Da ich in solchen Betrachtungen versunken war und das Schwälblein
auch auf seine Weise fortphantasierte, wäre ich schier wieder
eingeschlummert, aber der Wächter auf dem Münster blies: "In süßen
Freuden geht die Zeit", welches ich hier noch nie gehöret; denn ich war
zum ersten Male in Straßburg erwacht.
Nun richtete ich mich in meinem Bettlein auf, und schaute in meinem
Gemache umher; das hatte aber Fenster rings herum und war in einem
Sommerhäuslein des Gartens. Links stand der Mond noch blaß am

Himmel, und rechts war der Himmel wie das lauterste Gold. Da fand
ich mich zwischen Nacht und Tag und faltete die Hände, und es fiel mir
freudig aufs Herz, daß heute mein zwanzigster Geburtstag sei, und wie
mir es viel besser geworden als in dem letzten Jahre, da ich meinen
lieben Geburtstag auf freiem Felde in einem zerrissenen Mäntelein
empfangen und mit einem Bissen Almosenbrot bewirten mußte. O
Freude und Ehre! dachte ich bei mir selbst und schaute zum
Morgenlichte hin und sprach: "Du bist mein Licht, du wirst mein Tag!",
glaubte auch schier in meiner Einfalt, der Himmel sei golden um
meines Besten willen, die Schwalbe habe nur gesungen, mir Glück zu
wünschen, und der Türmer habe allein so lieblich geblasen mir zur
Feier; da der Himmel sich doch nur gerötet vor der Sonne, die der Herr
gerufen, da die Schwalbe doch nur gesungen in Gottes Frühlingslust,
und der Wächter nur geblasen zu Gottes Ehren, ja wohl gern noch ein
Stündlein geschlafen hätte, so es ihm von den Münsterherren verstattet
wäre. Also wird der Mensch leicht übermütig in der Freude, und
glaubet, er sei recht der Mittelpunkt aller Dinge, und sei er mit allem
gemeint.
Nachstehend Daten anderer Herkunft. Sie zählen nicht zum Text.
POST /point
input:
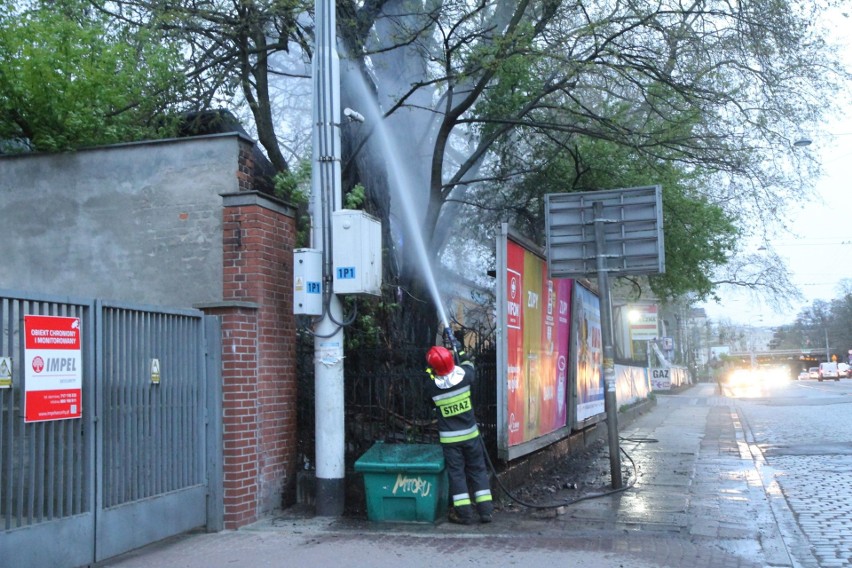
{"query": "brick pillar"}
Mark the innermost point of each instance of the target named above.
(258, 356)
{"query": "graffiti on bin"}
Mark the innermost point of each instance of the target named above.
(414, 485)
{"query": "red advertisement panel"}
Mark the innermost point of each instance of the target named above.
(537, 341)
(53, 368)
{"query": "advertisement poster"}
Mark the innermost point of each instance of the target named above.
(537, 324)
(589, 350)
(53, 369)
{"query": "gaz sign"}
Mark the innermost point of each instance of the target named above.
(53, 370)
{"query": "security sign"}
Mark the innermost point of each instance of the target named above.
(53, 369)
(5, 372)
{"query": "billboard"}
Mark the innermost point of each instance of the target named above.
(588, 356)
(533, 359)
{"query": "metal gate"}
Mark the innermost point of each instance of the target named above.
(138, 465)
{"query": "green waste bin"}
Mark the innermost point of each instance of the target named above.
(404, 482)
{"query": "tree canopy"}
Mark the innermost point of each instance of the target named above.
(71, 78)
(493, 103)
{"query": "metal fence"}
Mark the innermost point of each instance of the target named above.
(386, 400)
(134, 468)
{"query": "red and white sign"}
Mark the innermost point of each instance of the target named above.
(53, 368)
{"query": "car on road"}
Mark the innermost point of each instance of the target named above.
(828, 371)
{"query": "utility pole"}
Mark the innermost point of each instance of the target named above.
(610, 401)
(326, 197)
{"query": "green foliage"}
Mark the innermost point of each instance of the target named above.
(69, 78)
(370, 329)
(294, 186)
(356, 197)
(698, 237)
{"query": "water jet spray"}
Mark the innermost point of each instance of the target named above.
(402, 185)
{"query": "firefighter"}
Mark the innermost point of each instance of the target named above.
(450, 390)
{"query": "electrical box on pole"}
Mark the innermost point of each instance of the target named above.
(307, 282)
(356, 253)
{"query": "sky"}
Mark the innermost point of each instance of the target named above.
(819, 254)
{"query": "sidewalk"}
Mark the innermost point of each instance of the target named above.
(697, 499)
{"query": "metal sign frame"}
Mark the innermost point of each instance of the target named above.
(633, 232)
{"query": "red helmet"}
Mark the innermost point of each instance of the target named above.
(441, 360)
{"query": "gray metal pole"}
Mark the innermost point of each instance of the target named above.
(326, 198)
(610, 401)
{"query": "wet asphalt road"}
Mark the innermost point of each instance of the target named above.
(751, 477)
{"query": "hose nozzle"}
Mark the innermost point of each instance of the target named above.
(449, 340)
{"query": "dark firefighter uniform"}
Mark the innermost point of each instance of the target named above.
(459, 435)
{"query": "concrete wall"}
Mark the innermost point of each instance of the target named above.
(176, 223)
(136, 222)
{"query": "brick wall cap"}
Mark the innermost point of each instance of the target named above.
(249, 198)
(227, 304)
Da ließ ich die Augen fröhlich in der Kammer
umherschweifen, und sah auf dem Schemel ein neues Gewand liegen,
das mir mein gütiger Herr und Ritter Veltlin von Türlingen am Abend
im Dunkeln hatte herauftragen lassen, und konnte ich meine Begierde
nun nicht länger zurückhalten, sprang auf von meinem Lager, und legte
diese Kleider nicht ohne Tränen des Dankes an. Es war dies aber ein
feines blaues Wams, um die Lenden gefaltet und gestutzet, und rot und
weißes Beinkleid von ländschem Tuch, auch stumpfe Schuh und eine
schwarze Kogel mit einer blauen Feder, nicht zu vergessen ein Hemmet
von weißem Hauslinnen, am Halse bunt genäht und gekrauset,
dergleichen ich vorher nie getragen. Da ward es mir fast leicht und
fröhlich zumute, und hätte ich wohl mögen einen Sprung tun, als hätte
ich einen neuen Menschen angezogen mit dem neuen Kleide.
Aber meine Hoffart währte nicht lange; denn mein zerrissenes
Mäntelein, welches ich als einen Vorhang vor das Fenster gehängt hatte,
erleuchtete sich durch die aufgehende Sonne, und alle seine Löcher
waren so viele Mäuler und alle seine Fetzen so viele Zungen, die mich
meiner törichten Hoffart zeihten. Es war, als sage das Mäntelein zu mir:
"O Johannes, bist du ein so eitler Kaufherr, daß du, angelanget in den
Hafen, des zerrissenen Segels vergißt, das dich in denselben geführet?